Special considerations around payment and coverage at end of life (including medications) in patients with NETs
In 2021, on average, a hospice is paid $199.25 per patient per day for the first 60 days of the hospice benefit. After this, it is reduced to $157.49, on average, per patient day (CMS 2021). In 2018, a hospice patient's average length of stay was 77.9 days (CMS). The medical interventions we have mentioned above cost anywhere from $250 per day to $1000 per day. It is clear that a hospice care organization is not funded to provide the interventions that may be needed for patients with NETs to receive the best care possible toward the end of life.
We encourage:
Drug manufacturers to consider accommodations for patients needing these drugs while in hospice care.
Hospice providers to reach out to drug manufacturers for patient accommodation as a patient enters hospice.
Physicians should be encouraged to consider the benefit of those in the context of their burdens and fully and realistically explain those benefits and potential cost to their patients.

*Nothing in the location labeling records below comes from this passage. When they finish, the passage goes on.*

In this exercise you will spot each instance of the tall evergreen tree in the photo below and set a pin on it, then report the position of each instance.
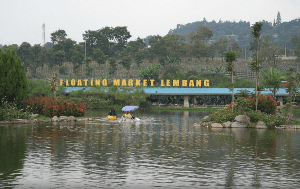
(13, 81)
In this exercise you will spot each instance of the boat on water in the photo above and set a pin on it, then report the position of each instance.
(127, 117)
(129, 113)
(112, 115)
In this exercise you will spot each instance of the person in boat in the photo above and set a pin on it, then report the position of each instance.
(112, 112)
(129, 115)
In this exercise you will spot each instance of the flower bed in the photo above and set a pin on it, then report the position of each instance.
(49, 106)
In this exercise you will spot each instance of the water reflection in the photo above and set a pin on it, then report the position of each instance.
(168, 152)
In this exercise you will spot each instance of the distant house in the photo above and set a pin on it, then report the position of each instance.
(297, 20)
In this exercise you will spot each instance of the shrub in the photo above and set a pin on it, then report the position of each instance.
(49, 106)
(13, 81)
(9, 111)
(38, 87)
(270, 120)
(223, 115)
(265, 104)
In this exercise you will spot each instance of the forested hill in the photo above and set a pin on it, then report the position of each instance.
(281, 33)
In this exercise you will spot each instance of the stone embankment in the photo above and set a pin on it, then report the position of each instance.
(240, 121)
(33, 120)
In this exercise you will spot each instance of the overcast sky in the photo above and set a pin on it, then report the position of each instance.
(22, 20)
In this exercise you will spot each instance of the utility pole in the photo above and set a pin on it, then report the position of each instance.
(85, 59)
(44, 41)
(230, 35)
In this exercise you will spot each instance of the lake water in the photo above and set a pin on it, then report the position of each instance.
(167, 152)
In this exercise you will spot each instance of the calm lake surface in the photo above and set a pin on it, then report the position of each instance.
(167, 152)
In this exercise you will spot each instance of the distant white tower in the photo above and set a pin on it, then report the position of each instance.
(44, 35)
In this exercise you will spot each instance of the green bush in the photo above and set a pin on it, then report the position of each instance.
(270, 120)
(13, 81)
(38, 87)
(9, 111)
(225, 114)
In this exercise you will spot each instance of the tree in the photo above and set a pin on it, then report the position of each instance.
(293, 81)
(25, 54)
(221, 46)
(150, 72)
(268, 50)
(272, 80)
(13, 81)
(296, 44)
(204, 33)
(99, 56)
(112, 65)
(230, 58)
(255, 64)
(58, 36)
(278, 20)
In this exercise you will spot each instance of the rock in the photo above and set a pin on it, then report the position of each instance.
(206, 124)
(63, 118)
(206, 118)
(261, 125)
(216, 125)
(55, 119)
(197, 125)
(239, 125)
(72, 118)
(18, 121)
(34, 116)
(227, 124)
(242, 118)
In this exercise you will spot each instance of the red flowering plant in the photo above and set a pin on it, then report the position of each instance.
(49, 106)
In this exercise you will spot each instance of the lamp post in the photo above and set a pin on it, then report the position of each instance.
(85, 57)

When considering surgical interventions for hospice-eligible patients, the above information about payment structure should be considered. In addition to this, hospices with high rates of revocation followed by readmission are at risk of increased scrutiny making this option unattractive. As mentioned earlier, physicians should be encouraged to consider the benefit of surgical interventions in the context of their burdens and fully and realistically explain those burdens in relation to benefits to their patients.
Summary
Patients with neuroendocrine neoplasms have unique disease-related symptoms that impact palliative care needs during routine disease management and at the end of life. There are special considerations around the use of palliative treatments when caring for patients with advanced neuroendocrine neoplasms that should be taken into account: disease biology and prognosis, as well as symptoms that may be related to location and burden of disease and/or hormone secretion. SSAs can palliate symptoms of hormone excess, such as flushing and diarrhea, that impact quality of life; however, there remain challenges related to cost and access to SSA therapy for patients receiving hospice care. Patients with pheochromocytoma/paraganglioma and functional pancreatic NETs also may have profound symptoms that require specific palliation during the course of their disease and at the end of life. Other issues that are unique to patients with advanced NETs include MF and bowel or biliary tract obstruction that may require intervention. Awareness of these issues and other important medical and cost issues covered in this white paper will allow well-informed discussion and multidisciplinary care to maximize the patient quality of life during routine care and at the end of life.
Declaration of interest
Hagen Kennecke received <$5000 for participation in advisory boards for Terseara, Novartis and Natera; Janice Pasieka held seats on the medical advisory boards for Ipsen and Novartis; Simron Singh recieved honorarium from Ipsen and institutional grant from Novartis/AAA; Lauren Fishbein served as Lantheus/Azedra consultant; Josh Mailman received <$5000 sponsorship for advisory roles from Crinetics, Rayzbio, Camurus, Ipsen, Curium, Tersera. Other authors had no conflict of interest.
Funding
This work did not receive any specific grant from any funding agency in the public, commercial or not-for-profit sector.